Lawsuit alleges only white officers allowed to guard Derek Chauvin after George Floyd’s death
Several minority officers who worked at the jail that held Derek Chauvin following his arrest over the death of George Floyd last year say in a new lawsuit that only white officers were allowed to guard or interact with Chauvin prior to his release.
The Washington Post reported Tuesday that eight officers filed a lawsuit in Minnesota district court alleging that a white senior official at the jail ordered the racial segregation of the unit’s officers, apparently out of an assumption that Black officers would be blamed if something happened to Chauvin while he was in custody.

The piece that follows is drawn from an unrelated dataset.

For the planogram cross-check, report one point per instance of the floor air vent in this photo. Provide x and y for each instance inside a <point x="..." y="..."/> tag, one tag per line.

The official who made the decision, superintendent Steve Lydon, confirmed that he had issued the policy and later rescinded it, claiming that he was concerned that employees of color may have been “traumatized” by Floyd’s death.
“Recognizing that the murder of George Floyd was likely to create a particularly acute radicalized trauma, I felt I had an immediate duty to protect and support employees who may have been traumatized and may have heightened ongoing trauma by having to deal with Chauvin,” Lydon said, according to the Post.
After meeting with minority officers, Lydon said he “realized [his] error and reversed the order.”
The lawsuit claims that Lydon’s decision resulted in racial divisions among prison staff which have gone unaddressed in the months since Chauvin was released last fall, and created a hostile work environment for minority employees.
“George Floyd’s murder was a blatant example of the discrimination that people of color experienced in our communities every single day. But unfortunately, the discrimination that Mr. Floyd experienced didn’t stop at 38th and Chicago,” said an attorney for the plaintiffs, according to the Post.
“They’re deeply humiliated and distressed. And the bonds necessary within the high-stress and high-pressure environment of the [jail] have been broken,” the attorney added.
The Hill has reached out to the Ramsey County Sheriff’s Department, which oversees the jail, for comment on the lawsuit.